Беньямин был аутсайдером в двойном смысле: в науке, где он остаётся им и до сих пор, и в писательстве. Лишь единицы из его коллег среди писателей могли с ним как-то сотрудничать; многие его не выносили. И это было взаимно.

Когда я вспоминаю, что́ между нами было общего после этих первых встреч, то вижу несколько приметных вещей. Я назвал бы непоколебимость в следовании духовной цели; отторжение от среды немецко-еврейской буржуазной ассимиляции — и положительное отношение к метафизике. Мы были сторонниками радикальных требований. В университетах у нас обоих не было, по существу, учителей
в полном смысле слова, мы занимались самообразованием, каждый на свой лад.

Позднее я вплотную занялся критическим разбором этих разговоров, потому что — как я записал тогда — «если я действительно хочу идти вместе с Беньямином, то должен провести колоссальную ревизию взглядов. Мой сионизм сидит во мне столь глубоко, что его невозможно поколебать». Ещё я добавил: «Выражение “некоторым образом” есть печать несформированного мнения. Никто не употреблял его так часто, как Беньямин».

Трудностей общения было три. Выдержать первую — уважение к его одиночеству — было легко, она диктовалась естественным чувством границы. Мне быстро стало ясно, что он ценил это уважение, оно было предварительным условием общения с ним и повышало его доверие
к собеседнику. Столь же легко было соблюсти и второе его условие — отказ от обсуждения политической злобы дня и военных действий. После публикации «Писем» Беньямина рецензенты удивлялись, что в них не содержится никаких ссылок на злободневные события Первой мировой войны, которая, как-никак, наложила отпечаток на людей моего поколения, и считали это упущением составителей — а за этот период отвечал я, — если не результатом цензурирования. В действительности же в те годы с Беньямином мог близко общаться лишь тот, кто — вроде меня — разделял или учитывал упомянутую установку... А вот соблюдение третьего условия, а именно — обходить молчанием его склонность к секретничанью, часто требовало усилий, так как у этого серьёзного и даже меланхоличного человека в этой склонности заключалось нечто смехотворное.

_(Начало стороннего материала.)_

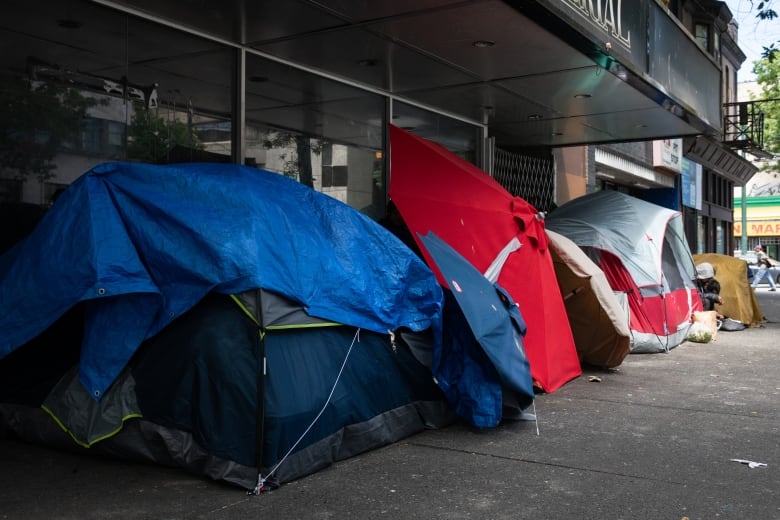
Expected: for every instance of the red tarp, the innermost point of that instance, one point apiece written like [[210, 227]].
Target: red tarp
[[435, 190]]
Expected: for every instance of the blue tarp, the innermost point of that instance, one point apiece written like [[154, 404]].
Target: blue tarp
[[149, 242]]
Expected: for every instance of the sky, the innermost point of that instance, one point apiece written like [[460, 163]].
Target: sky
[[754, 34]]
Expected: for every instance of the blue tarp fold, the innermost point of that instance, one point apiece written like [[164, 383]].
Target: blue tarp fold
[[148, 242]]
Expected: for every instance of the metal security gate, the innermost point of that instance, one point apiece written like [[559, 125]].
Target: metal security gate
[[528, 177]]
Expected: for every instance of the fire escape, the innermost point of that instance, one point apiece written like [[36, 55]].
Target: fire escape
[[743, 127]]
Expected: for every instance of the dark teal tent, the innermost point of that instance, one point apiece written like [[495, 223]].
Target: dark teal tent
[[220, 318]]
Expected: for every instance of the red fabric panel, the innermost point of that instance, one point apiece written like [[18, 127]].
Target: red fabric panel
[[437, 191], [649, 314]]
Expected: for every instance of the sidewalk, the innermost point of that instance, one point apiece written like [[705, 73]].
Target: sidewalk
[[652, 440]]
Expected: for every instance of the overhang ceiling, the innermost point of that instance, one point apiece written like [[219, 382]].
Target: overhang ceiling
[[531, 87]]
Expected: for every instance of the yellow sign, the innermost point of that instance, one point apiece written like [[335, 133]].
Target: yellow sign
[[758, 229]]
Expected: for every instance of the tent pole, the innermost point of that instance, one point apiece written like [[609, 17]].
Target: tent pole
[[260, 416]]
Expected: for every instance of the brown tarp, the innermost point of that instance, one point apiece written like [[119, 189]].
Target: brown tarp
[[739, 300], [598, 322]]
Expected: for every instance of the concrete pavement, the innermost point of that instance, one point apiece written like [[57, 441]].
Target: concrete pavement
[[654, 440]]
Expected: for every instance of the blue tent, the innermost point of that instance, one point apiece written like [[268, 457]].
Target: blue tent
[[227, 319], [148, 242], [483, 331]]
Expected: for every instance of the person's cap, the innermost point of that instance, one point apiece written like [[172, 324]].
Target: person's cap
[[704, 270]]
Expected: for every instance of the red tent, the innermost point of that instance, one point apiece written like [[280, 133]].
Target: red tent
[[435, 190]]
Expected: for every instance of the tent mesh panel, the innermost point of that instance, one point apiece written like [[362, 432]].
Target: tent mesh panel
[[525, 176]]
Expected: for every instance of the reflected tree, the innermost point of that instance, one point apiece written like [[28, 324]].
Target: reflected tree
[[36, 119], [151, 136]]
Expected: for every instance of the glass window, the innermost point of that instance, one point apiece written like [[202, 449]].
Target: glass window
[[322, 133], [103, 85], [702, 35], [458, 137]]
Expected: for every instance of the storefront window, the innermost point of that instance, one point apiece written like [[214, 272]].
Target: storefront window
[[322, 133], [101, 85]]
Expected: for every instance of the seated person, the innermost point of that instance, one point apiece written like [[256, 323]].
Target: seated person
[[708, 286]]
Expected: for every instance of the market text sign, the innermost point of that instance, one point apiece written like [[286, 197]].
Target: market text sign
[[758, 229], [606, 14]]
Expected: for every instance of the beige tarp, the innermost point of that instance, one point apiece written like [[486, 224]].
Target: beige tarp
[[739, 300], [598, 322]]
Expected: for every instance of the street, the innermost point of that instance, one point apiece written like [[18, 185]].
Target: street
[[666, 436]]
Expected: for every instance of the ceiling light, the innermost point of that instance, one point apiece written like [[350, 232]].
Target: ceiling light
[[68, 23]]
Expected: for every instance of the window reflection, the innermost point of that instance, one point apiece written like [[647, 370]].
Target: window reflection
[[321, 133]]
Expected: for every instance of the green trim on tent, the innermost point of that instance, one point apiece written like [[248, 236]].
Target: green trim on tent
[[94, 441], [283, 327]]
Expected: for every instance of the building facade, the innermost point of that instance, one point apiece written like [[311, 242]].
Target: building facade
[[308, 88], [693, 174]]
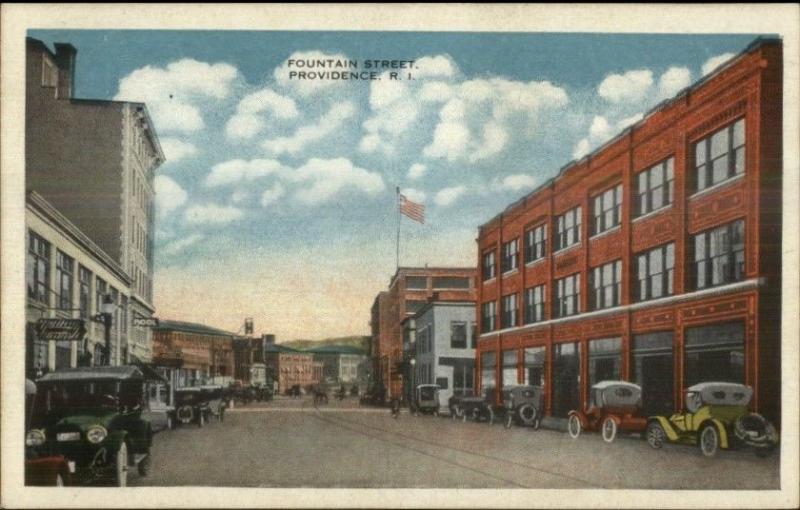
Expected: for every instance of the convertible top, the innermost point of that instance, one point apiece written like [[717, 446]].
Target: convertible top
[[113, 373]]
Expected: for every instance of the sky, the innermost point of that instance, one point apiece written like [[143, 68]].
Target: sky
[[277, 199]]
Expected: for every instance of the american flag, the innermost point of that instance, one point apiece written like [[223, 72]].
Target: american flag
[[412, 209]]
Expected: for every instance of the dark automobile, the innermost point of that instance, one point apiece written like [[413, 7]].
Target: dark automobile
[[523, 405], [92, 416]]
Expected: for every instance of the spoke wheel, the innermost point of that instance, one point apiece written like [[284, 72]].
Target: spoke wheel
[[609, 430], [709, 440], [655, 435], [121, 465]]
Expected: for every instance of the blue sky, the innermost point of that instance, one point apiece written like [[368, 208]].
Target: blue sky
[[278, 197]]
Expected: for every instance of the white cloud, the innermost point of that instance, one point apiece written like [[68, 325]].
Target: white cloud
[[212, 214], [307, 87], [272, 194], [238, 170], [176, 150], [448, 196], [249, 121], [169, 195], [631, 86], [173, 93], [518, 182], [416, 171], [715, 62], [674, 80], [326, 125], [179, 245], [414, 195], [323, 179]]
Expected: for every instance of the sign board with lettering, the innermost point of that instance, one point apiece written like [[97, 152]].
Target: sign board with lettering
[[70, 330], [145, 322]]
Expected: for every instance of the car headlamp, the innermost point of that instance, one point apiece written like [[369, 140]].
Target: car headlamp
[[96, 434], [34, 437]]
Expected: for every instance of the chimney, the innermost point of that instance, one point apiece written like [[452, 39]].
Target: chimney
[[65, 60]]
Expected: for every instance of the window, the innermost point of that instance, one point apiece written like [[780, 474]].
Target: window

Было очевидно интимное отношение Беньямина к вещам, которыми он обладал, к книгам, произведениям искусства или ремесленным поделкам, часто крестьянским по природе. Всё время, что я был с ним знаком, даже при моём последнем посещении его в Париже, он любил показывать такие предметы, давать их в руки гостю и пускаться в рассуждения о них, импровизируя, как пианист.